They are a comfort, a confidante but best of all they give love unconditionally.
So how do people cope with the loss of a four-legged family member? Where do they go to find the solace to begin the healing process and move on?
These are just some of the issues organizers plan to address at the first Pet Memorial Service planned for Sunday, Sept. 23, at the Penticton Seniors Drop-In Centre.
Arranged through the Penticton and District Hospice Society Bereavement Resource Centre and BC SPCA, those who have lost pets are invited to attend the special gathering in remembrance and celebration of those lives.
“The loss of a pet is a huge loss and needs to be afforded the sensitivity that we would offer any major loss in our life,” said facilitator Sam (Sandra) Lucier who was involved in a similar service in June for parents who had lost children. “We will gather around the memories of those pets we’ve loved and lost.”
According to Kelly Phipps, program director for the centre, to many people their pets are their children.
“For those who do not have pets this may be hard to understand but to those who do, it can be a very difficult time,” she said. “In this service those who do have pets will be in a place where everybody there also understand the loss.
“This is an opportunity to say goodbye and honour their memory.”
In her time as branch manager at the regional BC SPCA Tracy Westmoreland knows there is a very real need for some form of help.

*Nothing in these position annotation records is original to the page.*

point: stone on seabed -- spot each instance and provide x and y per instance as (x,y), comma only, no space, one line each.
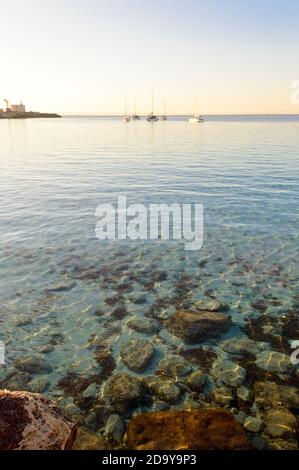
(163,388)
(174,366)
(194,327)
(33,365)
(269,394)
(122,388)
(143,325)
(273,361)
(136,354)
(229,372)
(205,429)
(86,440)
(30,421)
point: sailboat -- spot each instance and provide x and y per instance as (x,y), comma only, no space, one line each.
(126,117)
(164,117)
(196,117)
(135,117)
(151,117)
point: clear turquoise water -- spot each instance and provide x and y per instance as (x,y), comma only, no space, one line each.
(53,174)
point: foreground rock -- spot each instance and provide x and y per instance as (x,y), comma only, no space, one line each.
(136,354)
(28,421)
(204,429)
(194,327)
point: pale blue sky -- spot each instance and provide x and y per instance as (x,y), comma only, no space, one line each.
(79,56)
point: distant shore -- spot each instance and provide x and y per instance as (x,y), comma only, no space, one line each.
(29,115)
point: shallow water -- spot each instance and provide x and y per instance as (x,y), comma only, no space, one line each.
(53,174)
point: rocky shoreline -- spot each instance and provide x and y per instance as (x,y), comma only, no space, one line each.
(245,384)
(28,115)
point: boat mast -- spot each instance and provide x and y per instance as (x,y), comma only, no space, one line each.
(152,101)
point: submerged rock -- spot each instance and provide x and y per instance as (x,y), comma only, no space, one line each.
(280,422)
(86,440)
(205,429)
(197,380)
(253,424)
(210,305)
(241,345)
(244,393)
(33,365)
(229,372)
(222,396)
(280,444)
(38,385)
(114,428)
(174,366)
(162,387)
(136,354)
(273,361)
(144,325)
(270,394)
(122,389)
(62,287)
(31,422)
(91,391)
(194,327)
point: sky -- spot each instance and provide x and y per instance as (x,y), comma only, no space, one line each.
(205,56)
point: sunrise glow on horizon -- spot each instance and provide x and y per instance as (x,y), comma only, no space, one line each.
(76,57)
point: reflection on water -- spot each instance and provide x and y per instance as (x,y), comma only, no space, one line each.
(67,299)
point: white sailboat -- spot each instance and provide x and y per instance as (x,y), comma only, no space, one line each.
(196,117)
(164,117)
(126,117)
(151,117)
(135,116)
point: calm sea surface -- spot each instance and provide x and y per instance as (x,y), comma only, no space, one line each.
(62,287)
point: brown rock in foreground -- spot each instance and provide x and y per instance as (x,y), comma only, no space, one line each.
(28,421)
(206,429)
(194,327)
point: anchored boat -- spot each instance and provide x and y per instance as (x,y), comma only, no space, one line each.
(196,118)
(152,117)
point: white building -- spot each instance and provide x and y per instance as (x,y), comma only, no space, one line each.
(18,108)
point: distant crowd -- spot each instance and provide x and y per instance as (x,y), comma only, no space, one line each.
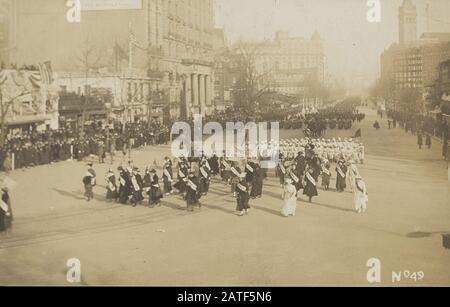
(424,127)
(33,148)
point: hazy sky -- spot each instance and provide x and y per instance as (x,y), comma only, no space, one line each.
(352,44)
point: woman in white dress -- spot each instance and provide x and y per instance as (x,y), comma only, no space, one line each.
(361,195)
(448,171)
(290,199)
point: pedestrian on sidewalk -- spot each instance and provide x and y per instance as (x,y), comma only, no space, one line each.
(428,141)
(89,182)
(361,195)
(420,139)
(290,199)
(6,216)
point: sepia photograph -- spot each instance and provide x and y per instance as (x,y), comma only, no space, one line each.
(225,143)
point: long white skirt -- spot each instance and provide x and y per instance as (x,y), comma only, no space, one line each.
(289,207)
(361,200)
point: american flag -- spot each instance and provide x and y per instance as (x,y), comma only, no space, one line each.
(46,72)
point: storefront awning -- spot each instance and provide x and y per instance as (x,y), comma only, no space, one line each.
(25,120)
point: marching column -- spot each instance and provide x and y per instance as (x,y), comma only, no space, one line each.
(195,101)
(188,96)
(202,94)
(208,86)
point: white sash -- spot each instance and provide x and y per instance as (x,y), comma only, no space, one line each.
(167,174)
(311,179)
(234,171)
(192,185)
(204,173)
(207,164)
(340,172)
(241,187)
(3,206)
(135,184)
(325,171)
(361,189)
(294,177)
(111,186)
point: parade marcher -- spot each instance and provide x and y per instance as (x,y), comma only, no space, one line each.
(297,181)
(155,193)
(214,163)
(183,171)
(310,189)
(192,191)
(376,125)
(89,183)
(341,171)
(235,171)
(281,171)
(290,199)
(428,140)
(420,139)
(111,187)
(225,169)
(352,173)
(361,195)
(136,186)
(243,196)
(326,175)
(167,176)
(204,179)
(6,215)
(124,186)
(258,182)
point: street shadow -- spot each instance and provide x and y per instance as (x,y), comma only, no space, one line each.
(424,234)
(218,193)
(172,206)
(74,195)
(218,208)
(332,207)
(271,194)
(267,210)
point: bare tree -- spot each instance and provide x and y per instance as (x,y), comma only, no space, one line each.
(6,104)
(88,60)
(251,83)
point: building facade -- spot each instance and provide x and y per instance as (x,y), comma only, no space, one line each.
(407,18)
(166,43)
(28,101)
(293,64)
(413,63)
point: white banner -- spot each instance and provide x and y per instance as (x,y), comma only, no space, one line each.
(104,5)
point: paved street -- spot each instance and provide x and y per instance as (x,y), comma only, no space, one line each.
(325,244)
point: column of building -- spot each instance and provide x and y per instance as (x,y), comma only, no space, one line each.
(199,95)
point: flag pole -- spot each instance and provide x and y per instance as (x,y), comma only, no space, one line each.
(130,49)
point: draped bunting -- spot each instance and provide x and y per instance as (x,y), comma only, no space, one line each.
(19,78)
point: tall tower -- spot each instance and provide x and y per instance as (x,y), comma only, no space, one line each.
(407,18)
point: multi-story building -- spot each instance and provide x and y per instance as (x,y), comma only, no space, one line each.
(161,45)
(225,72)
(443,84)
(413,63)
(28,99)
(407,18)
(292,63)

“I have shared tears and quiet sorrow with so many loving pet owners needing to share their memories and sorrows after losing that special bond,” she said. “For many people, pets fill a profound emotional need, they provide a source of unconditional love, acceptance and welcome that few humans could match.”
Often for many people — especially those who don’t get the proper support — the initial reaction is to resolve to never get another animal. But eventually though, as Phipps has learned through personal experience, even that can change.
“We lost our dog last year and we just now have opened up our home and our hearts to bring a new one in,” she said. “We recognized we do have enough love to bring another pet in to share our lives with us.”
“I think initially people often hurt so much it’s so hard to say goodbye and think I can’t go through that hurt again. but then you realize how much you are missing. They do make a house a home.”
The service begins at 1:30 p.m. and people are asked to bring a picture of their pet no larger than 5 x 7 inches.